Without relying on any cross-world assumptions or any assumptions about the causal structure of the mediators, thus allowing U in Figure 4, the results in Table 2 (obtained as detailed in the eAppendix) suggest that, of the 2.8% (95% CI 2.3%–3.4%) total difference in survival probability, about a quarter of this (0.7%, 95%CI 0.5%–0.9%) is mediated by the dependence of treatment on stage and age at diagnosis, i.e. (8). Recall that we expected this effect to be small, except when there are particular interactions present, as is the case here (see eTable 2). Among women of a lower SES, there is a strong negative association between stage and treatment, meaning that those diagnosed at an advanced stage are less likely to receive major surgery. One possible interpretation would be that doctors and/or patients decide that treatment is not likely to be beneficial for patients with advanced disease, or that surgical treatment is substantially delayed for these patients due to tumor-reducing treatments such as chemotherapy being prioritised first. We see from eTable 2 that this negative association is much less pronounced for women of higher SES. Therefore, we would interpret this estimated 0.7% as the increase in survival that would be expected if the treatment decision, as a function of stage and age at diagnosis (and baseline confounders), would be made for poorer women as it is currently made for higher SES women. There is little evidence of further mediation through the treatment variable (estimated effect 0.02%, 95% CI: –0.05, 0.08%), and evidence of an effect through age and stage at diagnosis (estimated effect 0.7%, 95%CI 0.5%–0.8%). This would suggest that an additional 0.7% reduction in one-year mortality for lower SES women could be achieved if the distribution of age and stage at diagnosis (given year of diagnosis and region) were changed from that seen in lower SES women to that of higher SES women, a change that could perhaps be affected by encouraging better uptake of screening and other health-seeking behaviour among lower SES women.

Table 2.

Results of multiple mediator analysis based on interventional effects (CI: confidence interval; SE: standard error)

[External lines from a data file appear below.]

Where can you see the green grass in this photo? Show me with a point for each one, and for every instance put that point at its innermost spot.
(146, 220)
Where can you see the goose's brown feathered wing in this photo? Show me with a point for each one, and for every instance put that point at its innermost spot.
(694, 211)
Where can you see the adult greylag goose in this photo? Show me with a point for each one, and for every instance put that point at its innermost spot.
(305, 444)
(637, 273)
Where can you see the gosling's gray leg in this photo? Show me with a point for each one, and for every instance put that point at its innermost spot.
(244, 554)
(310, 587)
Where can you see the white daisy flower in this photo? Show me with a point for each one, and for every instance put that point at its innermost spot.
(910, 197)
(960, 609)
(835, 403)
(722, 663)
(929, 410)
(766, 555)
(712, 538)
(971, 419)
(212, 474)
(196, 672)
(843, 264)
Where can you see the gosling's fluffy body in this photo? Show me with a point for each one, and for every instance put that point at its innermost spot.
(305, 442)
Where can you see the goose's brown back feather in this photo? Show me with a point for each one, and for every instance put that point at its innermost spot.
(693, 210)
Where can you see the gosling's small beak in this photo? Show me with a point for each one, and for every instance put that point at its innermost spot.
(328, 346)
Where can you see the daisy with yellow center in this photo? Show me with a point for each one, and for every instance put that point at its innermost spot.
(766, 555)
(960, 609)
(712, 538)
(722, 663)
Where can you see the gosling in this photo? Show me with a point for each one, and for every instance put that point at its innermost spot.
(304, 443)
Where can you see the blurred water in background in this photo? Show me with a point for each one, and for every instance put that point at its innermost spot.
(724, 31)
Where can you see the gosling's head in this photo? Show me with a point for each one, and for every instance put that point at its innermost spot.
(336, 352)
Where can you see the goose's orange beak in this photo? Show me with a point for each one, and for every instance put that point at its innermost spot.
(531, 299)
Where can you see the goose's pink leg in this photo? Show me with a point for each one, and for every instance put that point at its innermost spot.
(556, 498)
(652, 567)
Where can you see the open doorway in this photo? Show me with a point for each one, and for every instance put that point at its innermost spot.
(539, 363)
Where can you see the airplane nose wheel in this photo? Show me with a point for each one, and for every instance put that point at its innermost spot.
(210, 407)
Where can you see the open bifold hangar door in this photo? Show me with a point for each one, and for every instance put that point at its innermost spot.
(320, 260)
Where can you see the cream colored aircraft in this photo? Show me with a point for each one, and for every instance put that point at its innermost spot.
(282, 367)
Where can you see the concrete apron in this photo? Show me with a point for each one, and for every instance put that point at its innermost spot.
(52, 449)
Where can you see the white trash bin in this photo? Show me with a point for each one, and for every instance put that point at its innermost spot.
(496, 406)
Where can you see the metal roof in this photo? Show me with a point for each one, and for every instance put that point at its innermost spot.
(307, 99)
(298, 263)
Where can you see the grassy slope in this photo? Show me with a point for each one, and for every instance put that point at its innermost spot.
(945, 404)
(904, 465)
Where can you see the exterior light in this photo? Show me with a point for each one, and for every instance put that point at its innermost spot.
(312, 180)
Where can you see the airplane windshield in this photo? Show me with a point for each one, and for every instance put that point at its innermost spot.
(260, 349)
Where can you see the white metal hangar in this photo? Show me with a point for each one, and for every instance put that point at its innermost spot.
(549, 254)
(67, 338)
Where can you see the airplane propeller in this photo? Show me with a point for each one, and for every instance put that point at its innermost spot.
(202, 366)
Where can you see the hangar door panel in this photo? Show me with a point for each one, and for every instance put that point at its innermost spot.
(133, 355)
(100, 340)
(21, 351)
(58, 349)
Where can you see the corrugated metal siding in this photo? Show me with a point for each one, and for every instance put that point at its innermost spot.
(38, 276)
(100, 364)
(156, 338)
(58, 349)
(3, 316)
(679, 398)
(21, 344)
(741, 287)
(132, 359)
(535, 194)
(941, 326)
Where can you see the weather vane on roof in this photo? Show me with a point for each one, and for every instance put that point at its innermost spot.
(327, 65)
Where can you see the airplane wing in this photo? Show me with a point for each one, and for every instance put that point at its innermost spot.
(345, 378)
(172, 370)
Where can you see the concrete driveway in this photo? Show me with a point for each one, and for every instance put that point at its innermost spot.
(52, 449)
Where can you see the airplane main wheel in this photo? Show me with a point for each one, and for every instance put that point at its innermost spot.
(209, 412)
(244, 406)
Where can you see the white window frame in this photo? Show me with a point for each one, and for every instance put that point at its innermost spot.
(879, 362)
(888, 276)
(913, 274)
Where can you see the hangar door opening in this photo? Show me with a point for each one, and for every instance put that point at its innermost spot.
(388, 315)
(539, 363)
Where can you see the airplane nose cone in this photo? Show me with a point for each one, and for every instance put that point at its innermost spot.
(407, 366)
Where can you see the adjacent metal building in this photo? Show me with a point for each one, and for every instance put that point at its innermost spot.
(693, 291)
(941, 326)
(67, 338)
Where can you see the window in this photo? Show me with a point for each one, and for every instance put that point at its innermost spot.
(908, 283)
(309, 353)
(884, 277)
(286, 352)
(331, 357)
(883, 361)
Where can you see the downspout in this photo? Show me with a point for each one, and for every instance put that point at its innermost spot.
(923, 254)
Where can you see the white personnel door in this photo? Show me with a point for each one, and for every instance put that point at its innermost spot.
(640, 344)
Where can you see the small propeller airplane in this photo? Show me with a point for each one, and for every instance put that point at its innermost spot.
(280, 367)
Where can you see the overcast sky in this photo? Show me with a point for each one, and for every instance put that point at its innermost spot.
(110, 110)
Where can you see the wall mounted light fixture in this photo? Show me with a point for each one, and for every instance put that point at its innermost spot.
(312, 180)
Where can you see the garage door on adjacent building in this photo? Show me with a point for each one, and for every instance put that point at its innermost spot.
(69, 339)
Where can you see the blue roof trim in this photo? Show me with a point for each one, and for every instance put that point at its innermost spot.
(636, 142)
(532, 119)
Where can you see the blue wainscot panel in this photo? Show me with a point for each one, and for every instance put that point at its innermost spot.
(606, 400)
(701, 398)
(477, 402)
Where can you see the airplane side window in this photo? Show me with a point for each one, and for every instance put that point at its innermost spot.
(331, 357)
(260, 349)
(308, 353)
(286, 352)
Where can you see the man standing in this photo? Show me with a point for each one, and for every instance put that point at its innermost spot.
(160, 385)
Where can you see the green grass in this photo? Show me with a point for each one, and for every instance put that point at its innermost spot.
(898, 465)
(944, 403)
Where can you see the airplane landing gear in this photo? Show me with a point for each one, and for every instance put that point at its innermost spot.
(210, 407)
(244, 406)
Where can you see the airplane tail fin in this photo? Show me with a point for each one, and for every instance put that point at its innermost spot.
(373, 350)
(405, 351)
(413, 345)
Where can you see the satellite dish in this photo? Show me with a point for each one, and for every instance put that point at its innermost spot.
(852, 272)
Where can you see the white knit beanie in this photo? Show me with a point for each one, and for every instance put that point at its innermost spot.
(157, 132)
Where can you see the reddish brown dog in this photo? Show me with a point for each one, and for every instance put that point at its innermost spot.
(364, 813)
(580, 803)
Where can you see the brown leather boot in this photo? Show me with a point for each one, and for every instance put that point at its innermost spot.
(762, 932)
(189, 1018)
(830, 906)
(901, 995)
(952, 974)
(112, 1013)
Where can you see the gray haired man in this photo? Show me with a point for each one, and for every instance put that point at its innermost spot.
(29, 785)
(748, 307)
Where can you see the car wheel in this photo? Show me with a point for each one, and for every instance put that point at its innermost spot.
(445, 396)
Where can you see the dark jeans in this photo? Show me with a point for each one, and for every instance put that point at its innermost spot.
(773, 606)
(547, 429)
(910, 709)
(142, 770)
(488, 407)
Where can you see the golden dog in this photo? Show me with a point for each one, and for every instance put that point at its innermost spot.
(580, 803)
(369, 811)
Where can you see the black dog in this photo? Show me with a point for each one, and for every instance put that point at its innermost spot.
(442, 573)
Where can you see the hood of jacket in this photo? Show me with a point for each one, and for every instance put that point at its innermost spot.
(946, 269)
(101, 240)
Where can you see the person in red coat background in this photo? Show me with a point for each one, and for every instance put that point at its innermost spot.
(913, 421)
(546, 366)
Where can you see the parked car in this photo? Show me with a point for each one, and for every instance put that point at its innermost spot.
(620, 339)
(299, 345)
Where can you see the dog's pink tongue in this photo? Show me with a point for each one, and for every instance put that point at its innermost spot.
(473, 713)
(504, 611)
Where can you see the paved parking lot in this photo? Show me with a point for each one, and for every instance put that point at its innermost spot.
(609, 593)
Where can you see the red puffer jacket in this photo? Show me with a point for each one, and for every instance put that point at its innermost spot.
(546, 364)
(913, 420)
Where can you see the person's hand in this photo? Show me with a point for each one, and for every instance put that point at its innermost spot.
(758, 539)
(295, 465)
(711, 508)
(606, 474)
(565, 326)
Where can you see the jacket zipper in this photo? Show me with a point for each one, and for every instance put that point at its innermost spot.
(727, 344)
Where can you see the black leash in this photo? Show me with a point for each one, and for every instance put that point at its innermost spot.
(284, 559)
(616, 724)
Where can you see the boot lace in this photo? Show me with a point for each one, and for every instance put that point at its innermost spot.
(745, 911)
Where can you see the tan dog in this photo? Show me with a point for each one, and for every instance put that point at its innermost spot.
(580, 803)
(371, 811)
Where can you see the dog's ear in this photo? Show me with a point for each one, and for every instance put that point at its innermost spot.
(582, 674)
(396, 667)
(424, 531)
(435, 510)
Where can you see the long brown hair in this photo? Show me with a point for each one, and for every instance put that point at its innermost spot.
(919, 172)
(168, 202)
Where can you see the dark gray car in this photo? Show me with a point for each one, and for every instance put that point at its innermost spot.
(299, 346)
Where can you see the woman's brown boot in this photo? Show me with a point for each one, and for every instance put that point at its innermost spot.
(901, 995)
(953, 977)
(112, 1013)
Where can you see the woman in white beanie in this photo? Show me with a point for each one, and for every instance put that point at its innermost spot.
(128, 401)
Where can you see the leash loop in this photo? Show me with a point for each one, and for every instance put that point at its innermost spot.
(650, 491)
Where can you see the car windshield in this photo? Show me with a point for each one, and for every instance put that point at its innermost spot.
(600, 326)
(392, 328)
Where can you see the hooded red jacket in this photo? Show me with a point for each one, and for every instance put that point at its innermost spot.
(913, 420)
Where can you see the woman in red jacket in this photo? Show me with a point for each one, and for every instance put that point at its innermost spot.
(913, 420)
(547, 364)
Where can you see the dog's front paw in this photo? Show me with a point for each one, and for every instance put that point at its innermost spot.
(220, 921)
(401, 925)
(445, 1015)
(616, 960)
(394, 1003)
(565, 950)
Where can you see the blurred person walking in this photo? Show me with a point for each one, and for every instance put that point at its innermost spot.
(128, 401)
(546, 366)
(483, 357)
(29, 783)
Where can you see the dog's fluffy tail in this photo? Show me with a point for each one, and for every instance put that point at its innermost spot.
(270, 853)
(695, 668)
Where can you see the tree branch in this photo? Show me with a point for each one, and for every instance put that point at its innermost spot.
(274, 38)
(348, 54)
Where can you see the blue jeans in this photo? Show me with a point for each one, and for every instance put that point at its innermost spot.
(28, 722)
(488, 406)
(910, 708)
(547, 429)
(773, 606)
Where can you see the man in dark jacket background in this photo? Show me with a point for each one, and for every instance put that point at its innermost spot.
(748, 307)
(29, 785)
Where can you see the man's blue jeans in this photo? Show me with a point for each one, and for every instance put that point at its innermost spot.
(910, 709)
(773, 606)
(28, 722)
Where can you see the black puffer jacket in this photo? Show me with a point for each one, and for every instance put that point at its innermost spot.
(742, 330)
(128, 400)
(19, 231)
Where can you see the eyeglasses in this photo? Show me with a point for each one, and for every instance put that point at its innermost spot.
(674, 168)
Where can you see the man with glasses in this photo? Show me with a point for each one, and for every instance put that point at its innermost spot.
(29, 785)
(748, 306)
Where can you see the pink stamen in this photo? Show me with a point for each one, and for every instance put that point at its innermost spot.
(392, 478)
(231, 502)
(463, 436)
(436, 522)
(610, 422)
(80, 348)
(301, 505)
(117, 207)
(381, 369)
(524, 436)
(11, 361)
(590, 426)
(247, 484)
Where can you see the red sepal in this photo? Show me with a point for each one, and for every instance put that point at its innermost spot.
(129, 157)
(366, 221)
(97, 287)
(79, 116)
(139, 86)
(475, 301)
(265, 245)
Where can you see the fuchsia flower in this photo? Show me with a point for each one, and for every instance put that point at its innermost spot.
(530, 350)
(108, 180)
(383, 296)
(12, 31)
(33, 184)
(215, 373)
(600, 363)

Effect	Estimate	Bootstrap	95% CI
		SE	lower	upper
Total causal effect	0.028	0.0028	0.023	0.034
Interventional direct effect not through {M1, M2} (5)	0.013	0.0027	0.008	0.018
Interventional indirect effect through M1 (6)	0.007	0.0008	0.005	0.008
Interventional indirect effect through M2 (7)	0.0002	0.0003	–0.0005	0.0008
Interventional indirect effect through the dependence of M2 on M1 (8)	0.007	0.0009	0.005	0.009

Discussion

Most mediation analyses involve multiple mediators, either because of scientific interest in multiple pathways, or because certain confounders are mediators at the same time. When the mediators are independent⁷ or can be causally ordered¹⁵, but share no (unmeasured) common causes, then distinct pathways via those mediators can be identified. We have shown that progress can be made even in the likely event that mediators share unmeasured common causes, or when the direction of causality is unknown. This is possible by redirecting the focus on less ambitious interventional (in)direct effects. In this article, we have focused on effects defined on the additive scale. We refer to eAppendix A for similar result for effects on other (e.g. multiplicative) scales.

The proposed effect decomposition is relatively easy to perform via a (Monte-Carlo based) regression approach. It delivers effects mediated via each of the mediators separately, but also via the mediators’ dependence.